The iconic birds were erased from the Channel Islands completely in the 1960s thanks to hunters, egg collectors, and the poisoning of their environment by the insecticide DDT.
But they have been reintroduced to the islands over the last three 35 years, and scientists writing in the latest issue of the journal The Condor: Ornithological Applications wanted to compare the eagles' modern diet with that of the historical eagle population. Understanding how a habitat has changed between disappearance and reintroduction, they stress, is critical to gauging a species' chance of thriving in an ancestral location.
Seth Newsome, of the University of New Mexico; Paul Collins, of the Santa Barbara Museum of Natural History; and Peter Sharpe, of the Institute for Wildlife Studies authored the study.
In 2010 and 2011, the trio examined the diets of the eagles and found the animals were indeed thriving, albeit from different dietary staples.
In the northern islands, the researchers found the eagles were eating much as they had before disappearing: they were feasting on seabirds.
Meanwhile, on the more southerly Santa Catalina Island, the eagles were, it turned out, eating primarily fish.
"Generally speaking," explained Newsome in a release, "the northern islands are much more pristine, and a larger fraction of their coastlines includes areas where fishing is strongly regulated or banned."
But Santa Catalina, Newsome noted, "has a larger human footprint, especially in the form of recreational fishing."
The team thinks the eagles on Santa Catalina have figured out that the wisest thing to do when hungry is to look for the humans in the boats. "We believe that the differences in diversity of fish consumed by eagles in these two areas is actually a product of recreational fishing, and that eagles on Santa Catalina have learned to follow recreational fishing boats and scavenge discards thrown overboard," said Newsome.
While none of this thriving-on-seabirds news is terribly welcome if you're a seabird, it nonetheless indicates something good. The researchers say the northern islands eagles' abundant consumption of them shows that efforts to conserve seabirds in the area have been a boost to the whole ecosystem.

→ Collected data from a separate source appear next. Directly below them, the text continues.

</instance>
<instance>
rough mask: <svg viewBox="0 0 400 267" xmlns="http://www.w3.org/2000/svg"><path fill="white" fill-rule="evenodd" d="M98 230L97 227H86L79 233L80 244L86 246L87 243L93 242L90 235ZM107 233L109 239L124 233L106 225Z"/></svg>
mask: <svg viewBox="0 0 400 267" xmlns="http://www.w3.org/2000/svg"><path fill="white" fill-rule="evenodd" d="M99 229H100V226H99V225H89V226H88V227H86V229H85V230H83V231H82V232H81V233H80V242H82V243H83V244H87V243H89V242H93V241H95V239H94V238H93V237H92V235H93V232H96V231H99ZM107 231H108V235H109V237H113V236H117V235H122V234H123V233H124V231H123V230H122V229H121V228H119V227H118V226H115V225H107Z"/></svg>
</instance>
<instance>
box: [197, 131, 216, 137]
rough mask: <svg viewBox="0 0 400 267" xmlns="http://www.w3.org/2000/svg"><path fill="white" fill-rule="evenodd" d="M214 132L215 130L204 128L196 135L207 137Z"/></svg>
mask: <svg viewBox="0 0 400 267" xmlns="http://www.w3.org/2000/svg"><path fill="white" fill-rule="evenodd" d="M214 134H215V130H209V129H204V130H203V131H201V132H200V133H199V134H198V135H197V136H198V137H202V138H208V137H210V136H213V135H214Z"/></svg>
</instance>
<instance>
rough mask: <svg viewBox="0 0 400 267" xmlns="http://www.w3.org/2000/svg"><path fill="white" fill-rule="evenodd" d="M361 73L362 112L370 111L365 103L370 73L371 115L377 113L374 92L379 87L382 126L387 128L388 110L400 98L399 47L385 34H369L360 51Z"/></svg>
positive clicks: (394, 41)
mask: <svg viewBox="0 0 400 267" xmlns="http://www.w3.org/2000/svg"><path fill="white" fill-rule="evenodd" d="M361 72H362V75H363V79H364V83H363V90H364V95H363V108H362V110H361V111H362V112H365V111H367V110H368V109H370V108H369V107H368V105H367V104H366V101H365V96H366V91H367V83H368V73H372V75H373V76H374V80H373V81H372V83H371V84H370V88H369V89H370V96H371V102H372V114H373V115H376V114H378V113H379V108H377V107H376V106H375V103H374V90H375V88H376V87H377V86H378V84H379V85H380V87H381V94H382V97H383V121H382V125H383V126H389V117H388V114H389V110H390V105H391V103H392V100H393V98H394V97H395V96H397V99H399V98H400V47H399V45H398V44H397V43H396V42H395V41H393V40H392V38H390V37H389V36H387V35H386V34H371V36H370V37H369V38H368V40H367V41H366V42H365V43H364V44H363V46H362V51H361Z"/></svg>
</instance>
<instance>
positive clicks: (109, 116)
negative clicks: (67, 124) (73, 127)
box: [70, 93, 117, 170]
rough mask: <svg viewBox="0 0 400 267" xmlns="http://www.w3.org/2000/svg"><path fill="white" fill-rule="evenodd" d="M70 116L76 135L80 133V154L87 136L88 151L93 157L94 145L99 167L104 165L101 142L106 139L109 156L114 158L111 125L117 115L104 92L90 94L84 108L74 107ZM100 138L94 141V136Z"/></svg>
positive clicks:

"Preserving diversity is wonderful," Newsome said. "But you need to preserve diversity at all levels in the food chain. At present, such intact, fully-functioning food webs are relatively rare in the United States, but to see that happen in a place like the Channel Islands that is adjacent to an area with one of the highest human population densities in the U.S. (southern California) is exciting."
These encouraging findings about the resurgent eagles come just days after news broke that the bald eagle population had expanded its reach to five of the eight Channel Islands, nesting on an island, San Clemente, that had not seen a nesting pair of bald eagles in more than half a century.